The Slants took their name from a derogatory term referring to Asians, but the band says it wants to reclaim the term and turn it into something positive. However, they need the trademark to do business as NPR reports:
"If you want a record label deal, they won't sign you unless you have a registered trademark," Tam says.
The band points to lots of other registered names that are viewed by some as offensive — like N.W.A, the name of a hip-hop group that stands for "Niggaz Wit Attitudes."
So the Slants went to court, contending that the denial of trademark registration violated their free-speech rights.
The band is joined by powerful allies on the right including the Cato Institute and the U.S. Chamber of Commerce who say this is a free-speech issue point blank:
The government "doesn't get to decide what's a slur," says Ilya Shapiro of the Cato Institute, who filed a brief in the Supreme Court siding with The Slants. "It shouldn't be the government that makes that call."
"There are a lot of registered trademarks which no one would expect the government to have endorsed, such as "Take Yo Panties Off" or "Capitalism Sucks Donkey Balls." And these are some of the tamer ones," he says with a wry smile.

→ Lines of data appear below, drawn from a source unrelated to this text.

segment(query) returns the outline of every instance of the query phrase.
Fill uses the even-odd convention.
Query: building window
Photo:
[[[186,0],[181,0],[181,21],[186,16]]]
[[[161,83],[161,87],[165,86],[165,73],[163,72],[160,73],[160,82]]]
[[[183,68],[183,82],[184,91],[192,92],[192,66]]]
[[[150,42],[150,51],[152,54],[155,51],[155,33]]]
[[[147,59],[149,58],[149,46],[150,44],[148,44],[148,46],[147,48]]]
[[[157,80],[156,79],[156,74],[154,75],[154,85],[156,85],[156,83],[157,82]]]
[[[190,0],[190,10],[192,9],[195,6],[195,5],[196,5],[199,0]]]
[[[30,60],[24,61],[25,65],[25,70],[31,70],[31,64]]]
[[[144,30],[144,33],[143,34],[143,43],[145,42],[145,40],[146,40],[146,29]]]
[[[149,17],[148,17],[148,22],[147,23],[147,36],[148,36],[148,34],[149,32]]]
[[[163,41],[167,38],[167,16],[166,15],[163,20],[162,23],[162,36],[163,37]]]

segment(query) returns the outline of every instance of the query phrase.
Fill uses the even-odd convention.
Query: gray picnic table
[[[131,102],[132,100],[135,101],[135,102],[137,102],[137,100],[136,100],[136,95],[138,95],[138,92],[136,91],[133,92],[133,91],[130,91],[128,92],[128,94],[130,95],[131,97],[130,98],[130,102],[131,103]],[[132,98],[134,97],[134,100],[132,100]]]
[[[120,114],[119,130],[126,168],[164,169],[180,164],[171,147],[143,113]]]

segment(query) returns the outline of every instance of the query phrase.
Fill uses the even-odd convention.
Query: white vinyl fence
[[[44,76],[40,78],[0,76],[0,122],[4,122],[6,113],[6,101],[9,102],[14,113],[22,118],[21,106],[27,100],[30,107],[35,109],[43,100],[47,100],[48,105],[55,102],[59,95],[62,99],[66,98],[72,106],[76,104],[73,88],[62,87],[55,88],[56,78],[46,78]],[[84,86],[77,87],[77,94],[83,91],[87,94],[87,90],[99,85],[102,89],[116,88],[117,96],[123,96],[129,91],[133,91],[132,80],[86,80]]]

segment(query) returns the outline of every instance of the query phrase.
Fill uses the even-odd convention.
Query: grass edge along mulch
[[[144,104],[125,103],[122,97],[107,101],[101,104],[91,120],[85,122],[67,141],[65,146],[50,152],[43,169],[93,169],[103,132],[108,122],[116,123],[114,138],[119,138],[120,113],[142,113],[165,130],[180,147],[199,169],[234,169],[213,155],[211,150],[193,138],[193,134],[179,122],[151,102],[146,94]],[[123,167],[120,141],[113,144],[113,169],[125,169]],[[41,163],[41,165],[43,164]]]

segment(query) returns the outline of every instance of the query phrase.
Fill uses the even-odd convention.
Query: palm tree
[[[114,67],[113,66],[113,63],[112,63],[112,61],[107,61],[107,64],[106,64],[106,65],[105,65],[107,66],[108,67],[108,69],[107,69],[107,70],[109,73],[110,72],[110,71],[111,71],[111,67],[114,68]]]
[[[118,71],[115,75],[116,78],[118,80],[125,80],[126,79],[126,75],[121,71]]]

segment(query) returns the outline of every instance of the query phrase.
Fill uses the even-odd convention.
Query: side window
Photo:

The government holds that the Slants can call themselves whatever they want, but to get trademark protection, they need to go back to the drawing board because the law forbids disparagement.
The justices struggled with whether denying trademarks that disparage people or beliefs violates free speech rights. Those who generally agree philosophically were split:
Justice Elena Kagan said the 1st Amendment has been understood to mean “you can’t discriminate based on a viewpoint.” The trademark office was saying it would register trademarks for people who say “good things” about Asian Americans, but “not bad things,” she said.
But Justice Sonia Sotomayor said the government was not restricting anyone’s freedom of speech. “No one’s stopping your clients from calling themselves ‘the Slants’ [or] from advertising themselves that way,” she said. “You are asking the government to endorse your name.”
This case will be watched closely for the implications on trademarks for names in other fields such as sports. Anyone who lives in Washington D.C. is probably familiar with the Redskins football team. Woeful sports record aside, this team has fallen out of favor because its owners refuse to change the team’s name to something that the PTO thinks isn’t demeaning to Native Americans. The PTO cancelled their trademark in 2014 as well.
The Slants are bending backwards to disassociate themselves from the Redskins, denying that the NFL team is bankrolling their lawsuit. However, they have become of face for artists and even extreme groups whose names challenge public opinion, but argue they deserve the right to self-identify however they want.
The lead singer is right about one thing:
"We need to allow freedom of expression, especially with those you disagree with the most," the 35-year-old musician-activist says over a bowl of gumbo in the nation's capital. "Satire, humor, wit and irony — those are the things that will truly neuter malice."
The Court has held in recent years that the First Amendment protects even hurtful speech. We’ll find out whether the Court continues to maintain that position.